A smart strategy for finishing a hilly bike leg with energy left for the run.
Last September I brought 15 athletes to Madison, Wis., ready to unleash their hard-earned fitness upon the Ironman Wisconsin course. On Friday morning of race week, however, several of them chose to attend the pro panel and had their confidence shaken by tales of a “brutal” bike course that would surely “chew you up and spit you out.”
Most triathletes are familiar with the dire warnings about the Ironman bike courses at Coeur d’ Alene, Lake Placid and Lake Tahoe; while races like Arizona and Florida are known for being “easy” and “good for first timers.”
Thankfully, my athletes had 36 hours to rein in their concerns and seek confidence in their training. Courtesy of tools such as GPS, cadence and power meters that most of these athletes had onboard, I was able to conclude afterward that the Wisconsin bike course was actually no harder than Florida or Arizona. For many it was even easier!
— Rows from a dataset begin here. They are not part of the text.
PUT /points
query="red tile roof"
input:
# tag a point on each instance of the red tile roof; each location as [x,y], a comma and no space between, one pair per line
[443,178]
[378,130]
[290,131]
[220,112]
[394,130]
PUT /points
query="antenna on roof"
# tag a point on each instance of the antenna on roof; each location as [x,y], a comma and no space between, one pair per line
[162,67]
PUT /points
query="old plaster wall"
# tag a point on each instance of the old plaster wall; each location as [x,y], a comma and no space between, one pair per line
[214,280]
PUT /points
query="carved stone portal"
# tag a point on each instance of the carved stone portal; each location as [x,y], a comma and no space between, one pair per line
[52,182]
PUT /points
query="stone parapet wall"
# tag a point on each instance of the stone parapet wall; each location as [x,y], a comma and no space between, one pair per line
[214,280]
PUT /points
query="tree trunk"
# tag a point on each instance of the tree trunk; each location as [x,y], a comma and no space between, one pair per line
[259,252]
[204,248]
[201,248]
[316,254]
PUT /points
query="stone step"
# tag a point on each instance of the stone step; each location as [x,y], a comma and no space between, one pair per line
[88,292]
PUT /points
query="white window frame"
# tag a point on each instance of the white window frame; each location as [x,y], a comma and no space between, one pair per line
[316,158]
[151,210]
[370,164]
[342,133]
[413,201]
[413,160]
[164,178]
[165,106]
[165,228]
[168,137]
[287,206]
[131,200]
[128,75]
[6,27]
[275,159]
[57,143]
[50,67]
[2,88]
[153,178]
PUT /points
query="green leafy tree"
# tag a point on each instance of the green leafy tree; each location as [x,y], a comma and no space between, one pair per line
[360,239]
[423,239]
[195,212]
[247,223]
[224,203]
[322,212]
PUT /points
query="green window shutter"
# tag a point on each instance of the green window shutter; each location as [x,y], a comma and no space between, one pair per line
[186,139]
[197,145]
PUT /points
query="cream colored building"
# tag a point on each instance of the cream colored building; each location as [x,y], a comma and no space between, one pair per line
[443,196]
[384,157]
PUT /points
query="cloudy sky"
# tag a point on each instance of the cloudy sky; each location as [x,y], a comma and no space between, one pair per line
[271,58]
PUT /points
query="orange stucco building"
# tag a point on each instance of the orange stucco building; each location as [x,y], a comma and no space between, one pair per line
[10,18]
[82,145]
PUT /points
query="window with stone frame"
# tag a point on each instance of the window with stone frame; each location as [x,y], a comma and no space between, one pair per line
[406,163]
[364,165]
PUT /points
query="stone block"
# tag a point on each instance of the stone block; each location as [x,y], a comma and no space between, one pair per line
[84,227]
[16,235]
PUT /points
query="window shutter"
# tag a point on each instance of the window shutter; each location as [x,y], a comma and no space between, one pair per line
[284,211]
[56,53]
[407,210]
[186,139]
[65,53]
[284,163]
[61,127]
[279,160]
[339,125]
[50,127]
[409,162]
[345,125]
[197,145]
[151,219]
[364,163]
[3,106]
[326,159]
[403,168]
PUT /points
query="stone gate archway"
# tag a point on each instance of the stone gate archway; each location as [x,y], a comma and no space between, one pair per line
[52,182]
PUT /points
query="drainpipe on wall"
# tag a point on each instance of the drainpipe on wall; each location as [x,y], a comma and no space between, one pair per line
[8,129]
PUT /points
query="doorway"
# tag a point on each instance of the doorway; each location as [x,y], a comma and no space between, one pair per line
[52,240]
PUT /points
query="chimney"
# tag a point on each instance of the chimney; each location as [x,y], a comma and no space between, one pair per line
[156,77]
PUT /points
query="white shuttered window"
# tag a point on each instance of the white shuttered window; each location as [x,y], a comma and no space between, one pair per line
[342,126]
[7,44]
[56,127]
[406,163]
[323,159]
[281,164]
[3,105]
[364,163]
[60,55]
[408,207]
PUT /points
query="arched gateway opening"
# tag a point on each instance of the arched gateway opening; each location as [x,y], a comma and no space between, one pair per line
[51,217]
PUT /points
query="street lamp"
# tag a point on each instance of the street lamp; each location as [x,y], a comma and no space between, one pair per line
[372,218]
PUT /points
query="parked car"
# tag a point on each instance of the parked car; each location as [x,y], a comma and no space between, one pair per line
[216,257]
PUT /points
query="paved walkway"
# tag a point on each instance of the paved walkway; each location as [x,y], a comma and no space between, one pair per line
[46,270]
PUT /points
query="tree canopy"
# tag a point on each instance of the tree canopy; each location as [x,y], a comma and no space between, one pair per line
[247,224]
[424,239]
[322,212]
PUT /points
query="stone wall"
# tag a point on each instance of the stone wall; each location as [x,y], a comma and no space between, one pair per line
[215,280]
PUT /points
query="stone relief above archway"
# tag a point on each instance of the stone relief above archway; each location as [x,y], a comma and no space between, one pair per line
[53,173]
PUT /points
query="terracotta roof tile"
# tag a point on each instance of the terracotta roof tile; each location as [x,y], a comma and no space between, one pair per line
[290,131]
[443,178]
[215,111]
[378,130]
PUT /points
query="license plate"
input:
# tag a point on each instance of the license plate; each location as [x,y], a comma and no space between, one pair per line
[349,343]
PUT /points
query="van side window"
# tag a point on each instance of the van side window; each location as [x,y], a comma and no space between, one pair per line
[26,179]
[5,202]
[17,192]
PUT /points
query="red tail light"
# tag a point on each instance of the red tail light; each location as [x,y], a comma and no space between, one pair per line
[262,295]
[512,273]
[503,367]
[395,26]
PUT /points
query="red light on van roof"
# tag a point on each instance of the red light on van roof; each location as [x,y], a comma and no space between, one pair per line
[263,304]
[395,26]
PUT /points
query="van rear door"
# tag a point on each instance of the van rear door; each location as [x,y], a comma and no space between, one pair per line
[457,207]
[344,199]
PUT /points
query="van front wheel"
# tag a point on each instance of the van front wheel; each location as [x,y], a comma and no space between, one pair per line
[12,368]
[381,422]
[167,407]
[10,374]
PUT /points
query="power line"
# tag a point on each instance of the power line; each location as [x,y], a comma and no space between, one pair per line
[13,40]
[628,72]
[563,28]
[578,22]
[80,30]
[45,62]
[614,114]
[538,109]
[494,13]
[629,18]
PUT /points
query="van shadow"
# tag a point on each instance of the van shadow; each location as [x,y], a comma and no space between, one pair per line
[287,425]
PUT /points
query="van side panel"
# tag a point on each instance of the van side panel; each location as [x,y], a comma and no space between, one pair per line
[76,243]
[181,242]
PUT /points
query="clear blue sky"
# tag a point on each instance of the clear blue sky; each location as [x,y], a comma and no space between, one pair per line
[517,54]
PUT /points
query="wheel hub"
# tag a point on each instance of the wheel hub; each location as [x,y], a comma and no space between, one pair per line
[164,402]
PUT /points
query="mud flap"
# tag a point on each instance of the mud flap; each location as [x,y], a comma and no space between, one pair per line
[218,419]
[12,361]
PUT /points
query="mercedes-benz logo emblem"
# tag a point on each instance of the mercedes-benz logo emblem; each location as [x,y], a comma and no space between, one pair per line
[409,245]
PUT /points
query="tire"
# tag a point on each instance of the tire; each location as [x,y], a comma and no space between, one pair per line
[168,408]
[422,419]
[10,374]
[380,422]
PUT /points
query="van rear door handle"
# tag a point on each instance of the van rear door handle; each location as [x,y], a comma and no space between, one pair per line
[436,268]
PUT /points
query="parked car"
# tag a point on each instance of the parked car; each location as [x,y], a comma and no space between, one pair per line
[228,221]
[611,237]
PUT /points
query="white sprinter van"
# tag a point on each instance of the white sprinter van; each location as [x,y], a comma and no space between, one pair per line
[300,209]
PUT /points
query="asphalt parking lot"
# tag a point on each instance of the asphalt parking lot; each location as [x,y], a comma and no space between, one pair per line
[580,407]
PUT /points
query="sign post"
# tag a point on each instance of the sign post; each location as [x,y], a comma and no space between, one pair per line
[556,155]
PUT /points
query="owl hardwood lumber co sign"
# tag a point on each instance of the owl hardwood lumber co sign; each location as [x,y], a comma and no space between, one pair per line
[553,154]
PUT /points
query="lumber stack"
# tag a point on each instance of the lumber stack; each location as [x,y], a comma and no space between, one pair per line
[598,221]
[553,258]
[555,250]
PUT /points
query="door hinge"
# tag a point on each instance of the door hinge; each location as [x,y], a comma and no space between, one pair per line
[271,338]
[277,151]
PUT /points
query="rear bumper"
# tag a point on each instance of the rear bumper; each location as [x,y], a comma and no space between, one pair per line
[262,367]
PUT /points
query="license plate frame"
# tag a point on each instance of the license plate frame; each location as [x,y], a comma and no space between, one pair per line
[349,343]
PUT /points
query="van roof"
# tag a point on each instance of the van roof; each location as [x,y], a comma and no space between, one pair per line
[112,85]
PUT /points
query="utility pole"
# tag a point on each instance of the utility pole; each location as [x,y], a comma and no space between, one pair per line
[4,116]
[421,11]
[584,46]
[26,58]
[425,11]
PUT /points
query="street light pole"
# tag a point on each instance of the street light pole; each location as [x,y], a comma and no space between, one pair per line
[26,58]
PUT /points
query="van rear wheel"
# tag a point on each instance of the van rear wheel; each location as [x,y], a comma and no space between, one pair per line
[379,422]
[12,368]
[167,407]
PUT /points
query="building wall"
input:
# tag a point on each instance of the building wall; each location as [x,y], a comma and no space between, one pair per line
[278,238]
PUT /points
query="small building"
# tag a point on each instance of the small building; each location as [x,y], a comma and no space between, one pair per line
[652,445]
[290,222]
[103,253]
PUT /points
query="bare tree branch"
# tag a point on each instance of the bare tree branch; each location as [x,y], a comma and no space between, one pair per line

How is that possible, you may be asking, given the never-ending hills through dairy land? The answer resides in two pieces of advice:
Stay steady on the climbs
Just because the road tilts upward (and the spectators are screaming at you) does not mean that you have to ride any harder. You are the one in control of your effort, not the terrain. Cruising up any hill with a modest power increase of only 5–10 percent is easily achievable by shifting to the easiest gear and keeping the cadence relatively high and will still keep you well below threshold. If your power and effort are still skyrocketing, however, then you have ample room to back off your cadence 30–40 RPM before your pace slows enough to cause the bike to lose stability.
Coast the downhills
The reward for climbing all of these hills is the opportunity to relax and recover on the way down. My athletes enjoyed 10–15 percent of their total ride time at a cadence of zero. For several that meant an hour or more spent not pedaling. If you tried that approach in Panama City, you’d likely still be out on course! Coach Alan Couzens’ popular “50-40-30-20-10” rule suggests that the faster you ride, the easier you pedal, until eventually you coast at speeds greater than 30 mph (or 50k, hence “50″). Great news for those racing a hilly triathlon this season!
Anyone who’s ever done a set of intervals knows that it’s easier to accumulate a greater amount of total work by interspersing measured doses of effort and recovery versus doing one long, steady effort. This is exactly why a hilly course may actually feel easier when compared to racing a flat course that requires consistent power output for five to eight straight hours.
Racing a pancake- flat course? Toss in periodic “watt breaks,” whereby you simulate a downhill stretch by proactively backing off your effort/power by up to 50 percent for 30 to 60 seconds. You may sacrifice a small amount of speed in doing so, but the energy savings and mental break may combine to improve your overall time.
Before you sign up for a hilly race:
- If you are a heavier athlete, you may struggle to keep your climbing effort within an optimal range, even with careful use of shifting and cadence management techniques.
- If you lack confidence in your bike handling skills, you may not be able to fully enjoy the benefits of high-speed coasting. You also risk dropping a chain or worse when the course turns sharply or presents a sudden steep pitch.
- If you are concerned about making the 17-hour cutoff, you may be better off selecting a “faster” course, even if it means having to pedal the whole time.